Come facciamo spesso in questa rubrica, concediamoci una digressione: le prime città cinesi industrializzate sono state quelle dell’area costiera, in particolare Shanghai e Guangzhou (la sfavillante Canton), l’ex-colonia inglese Hong Kong e ovviamente Pechino, oggi centro politico della RPC. Tra la fine degli anni Novanta e l’inizio del Duemila il governo ha implementato la politica dell’“andare a Ovest” (Xibu dakaifa西部大开发), per velocizzare lo sviluppo delle aree interne. È stata costruita una fitta rete ferroviaria e sono state intraprese iniziative economiche per aumentare il pil di queste zone.

Oggi il Sudovest della Cina ospita alcuni centri urbani e produttivi notevoli, lanciati a tutta velocità verso il futuro. Basta pensare a Chongqing, prefettura autonoma che, tra città e hinterland, costituisce il più popoloso agglomerato urbano del mondo. O a Chengdu, capitale del Sichuan e bellissima metropoli che unisce alla modernità un ricco patrimonio storico e culturale. Proprio nel montuoso Sichuan inizia il viaggio del protagonista del romanzo, che attraversa poi le province di Guizhou e Yunnan. Nonostante le grandi città, queste regioni sono tuttora straordinariamente affascinanti. Fino a pochi decenni fa, rappresentavano pienamente «la periferia indomita ed eversiva rispetto alla centralità del potere burocratico (Pechino) o alla sedicente avanguardia rivoluzionaria (Shanghai)», come scrive Alessandra Lavagnino nella prefazione a La montagna dell’anima.

Oggi questa Cina è sempre più piccola, più accessibile, più turistica, minacciata dalla gentrificazione che incombe ovunque. Però a suo modo resiste. Mi consola pensare che l’urbanizzazione delle zone del sud non abbia ancora del tutto cancellato le risaie, i mercati tradizionali, le strade impervie sulle montagne. Come quella in cui, nella prefettura di Aba (amministrata dal Sichuan ma di popolazione tibetana), si bloccò l’autobus su cui viaggiavo. Ma questa è un’altra storia.

Come avrete capito dalla caratura dell’autore, Lingshan non è una guida turistica della Cina del Sud. È il racconto di un viaggio soprattutto interiore.  Il pellegrinaggio del protagonista verso la Montagna dell’Anima è un’anticipazione della condizione di esilio che segnerà la vita dell’autore. Già oggetto di critiche sul piano stilistico e politico, in questo lunghissimo monologo Gao descrive la propria condizione di isolamento, dando voce a temi centrali anche nella sua produzione successiva (che include un altro eccelso romanzo, Il libro di un uomo solo, pubblicato nel 1999).

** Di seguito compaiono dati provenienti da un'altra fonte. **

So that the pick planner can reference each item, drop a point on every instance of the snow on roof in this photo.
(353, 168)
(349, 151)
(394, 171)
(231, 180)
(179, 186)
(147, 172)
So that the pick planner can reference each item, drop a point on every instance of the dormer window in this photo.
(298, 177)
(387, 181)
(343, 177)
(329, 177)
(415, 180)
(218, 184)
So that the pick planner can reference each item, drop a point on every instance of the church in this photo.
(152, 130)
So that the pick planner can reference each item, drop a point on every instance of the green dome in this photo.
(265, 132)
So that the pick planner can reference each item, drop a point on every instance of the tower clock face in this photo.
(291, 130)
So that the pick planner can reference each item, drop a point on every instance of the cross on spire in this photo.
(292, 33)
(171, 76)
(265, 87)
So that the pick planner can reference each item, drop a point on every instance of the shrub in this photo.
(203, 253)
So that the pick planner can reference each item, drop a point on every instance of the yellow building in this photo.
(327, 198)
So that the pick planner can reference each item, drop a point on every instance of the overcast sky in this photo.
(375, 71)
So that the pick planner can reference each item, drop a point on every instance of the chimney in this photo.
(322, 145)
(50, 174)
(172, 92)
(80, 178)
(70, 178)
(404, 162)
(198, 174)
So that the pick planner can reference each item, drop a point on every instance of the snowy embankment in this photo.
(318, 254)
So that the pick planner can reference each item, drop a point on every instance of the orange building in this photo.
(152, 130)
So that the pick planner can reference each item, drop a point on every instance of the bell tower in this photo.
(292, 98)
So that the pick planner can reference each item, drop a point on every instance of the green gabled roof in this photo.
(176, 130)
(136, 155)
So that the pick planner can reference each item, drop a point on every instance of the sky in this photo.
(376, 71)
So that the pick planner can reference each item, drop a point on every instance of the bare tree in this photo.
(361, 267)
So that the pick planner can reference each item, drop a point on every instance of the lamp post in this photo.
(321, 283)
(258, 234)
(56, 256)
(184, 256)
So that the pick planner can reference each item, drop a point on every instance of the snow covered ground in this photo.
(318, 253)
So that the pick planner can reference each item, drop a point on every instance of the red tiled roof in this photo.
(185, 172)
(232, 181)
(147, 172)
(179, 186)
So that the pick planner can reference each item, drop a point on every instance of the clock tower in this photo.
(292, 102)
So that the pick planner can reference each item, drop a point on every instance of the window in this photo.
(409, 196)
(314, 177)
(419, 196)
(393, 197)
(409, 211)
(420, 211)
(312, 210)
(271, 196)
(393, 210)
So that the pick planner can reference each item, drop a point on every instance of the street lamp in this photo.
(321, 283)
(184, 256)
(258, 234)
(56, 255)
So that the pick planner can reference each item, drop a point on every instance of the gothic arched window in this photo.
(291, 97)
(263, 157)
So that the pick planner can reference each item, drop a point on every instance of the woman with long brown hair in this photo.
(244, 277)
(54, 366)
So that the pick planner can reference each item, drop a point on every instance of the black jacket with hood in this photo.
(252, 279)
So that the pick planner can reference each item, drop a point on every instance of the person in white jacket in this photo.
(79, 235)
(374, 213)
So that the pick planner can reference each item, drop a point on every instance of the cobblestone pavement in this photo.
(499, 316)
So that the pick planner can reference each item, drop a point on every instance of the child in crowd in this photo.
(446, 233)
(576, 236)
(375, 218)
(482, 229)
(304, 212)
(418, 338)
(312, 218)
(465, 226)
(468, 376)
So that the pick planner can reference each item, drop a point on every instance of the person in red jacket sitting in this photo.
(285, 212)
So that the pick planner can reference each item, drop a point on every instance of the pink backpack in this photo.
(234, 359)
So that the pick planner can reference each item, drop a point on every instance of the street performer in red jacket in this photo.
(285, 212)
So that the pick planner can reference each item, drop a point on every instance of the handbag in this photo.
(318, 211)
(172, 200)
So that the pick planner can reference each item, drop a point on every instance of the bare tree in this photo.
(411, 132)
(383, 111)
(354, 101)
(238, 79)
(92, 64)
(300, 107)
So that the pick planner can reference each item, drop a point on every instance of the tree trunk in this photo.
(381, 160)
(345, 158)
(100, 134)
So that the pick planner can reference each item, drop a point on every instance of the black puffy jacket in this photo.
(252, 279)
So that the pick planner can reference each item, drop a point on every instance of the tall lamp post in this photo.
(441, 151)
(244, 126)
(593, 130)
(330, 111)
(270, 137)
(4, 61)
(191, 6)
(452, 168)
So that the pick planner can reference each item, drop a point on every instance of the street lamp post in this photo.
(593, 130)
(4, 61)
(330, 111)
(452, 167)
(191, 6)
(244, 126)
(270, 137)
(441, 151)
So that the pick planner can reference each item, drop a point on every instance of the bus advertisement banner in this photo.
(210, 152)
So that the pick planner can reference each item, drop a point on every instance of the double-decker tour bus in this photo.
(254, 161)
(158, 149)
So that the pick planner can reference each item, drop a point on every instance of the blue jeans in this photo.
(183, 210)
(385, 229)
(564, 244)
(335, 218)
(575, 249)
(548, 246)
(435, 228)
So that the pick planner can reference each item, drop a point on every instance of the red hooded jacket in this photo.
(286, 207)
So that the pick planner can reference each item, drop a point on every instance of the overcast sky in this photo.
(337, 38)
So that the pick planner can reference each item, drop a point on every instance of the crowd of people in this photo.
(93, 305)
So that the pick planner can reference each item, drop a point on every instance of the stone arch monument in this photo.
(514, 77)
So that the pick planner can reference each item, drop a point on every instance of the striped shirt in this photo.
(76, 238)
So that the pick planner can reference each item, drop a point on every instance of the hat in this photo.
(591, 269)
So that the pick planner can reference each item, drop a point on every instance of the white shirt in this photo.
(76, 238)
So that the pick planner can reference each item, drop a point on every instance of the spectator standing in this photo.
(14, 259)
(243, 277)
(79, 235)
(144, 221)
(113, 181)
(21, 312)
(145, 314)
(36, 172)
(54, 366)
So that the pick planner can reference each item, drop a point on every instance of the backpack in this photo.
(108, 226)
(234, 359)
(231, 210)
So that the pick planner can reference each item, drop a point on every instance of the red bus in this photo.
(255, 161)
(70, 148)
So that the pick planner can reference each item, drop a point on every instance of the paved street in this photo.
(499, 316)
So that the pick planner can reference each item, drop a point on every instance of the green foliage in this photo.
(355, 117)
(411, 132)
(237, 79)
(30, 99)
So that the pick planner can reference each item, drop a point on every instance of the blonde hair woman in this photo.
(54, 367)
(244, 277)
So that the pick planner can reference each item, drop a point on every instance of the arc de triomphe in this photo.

Solitudine e incomunicabilità sono infatti tra le principali problematiche dell’uomo moderno, preponderanti nell’esperienza degli intellettuali emigrati. In questa dimensione, la letteratura si rivela l’unico mezzo attraverso cui è possibile riaffermare sé stessi, cercare una soddisfazione, liberarsi dalle pressioni delle circostanze esterne.

Per questa ragione Gao sostiene l’indipendenza della letteratura dalla politica. Crede che l’arte possa rappresentare una forma di salvezza spirituale dallo strangolamento dell’individuo da parte della società, condizione che trascende i confini, i valori politici, gli –ismi. La sua magistrale rappresentazione della solitudine, in Lingshan perfettamente esaltata dall’ambientazione del romanzo, è straordinariamente trasversale. La voce narrante ci trasporta in terre umide, affascinanti, povere, un po’ arretrate e a tratti crudeli, lontanissime nello spazio e ormai perdute nel tempo. Eppure, sono convinta che sia impossibile leggere questo testo senza empatizzare profondamente con il protagonista e con il flusso dei suoi pensieri.

Spalanchi gli occhi, la luce ti acceca, non vedi nulla, continui ad avanzare a piccoli passi, il fastidioso trillo è un ricordo lontano, una nostalgia confusa come cristalli che rilucono, frantumati, svolazzano in aria effimeri, ti brillano sulla retina, ti sforzi di distinguere i colori dell’arcobaleno, ruoti, volteggi, arretri, hai perso il controllo, è sforzo vano, desiderio confuso, rifiuto di estinguerti, buco nero pece, orbite di un cranio profonde come un tunnel, non c’è nulla, melodia dissonante, scissione, esplosione!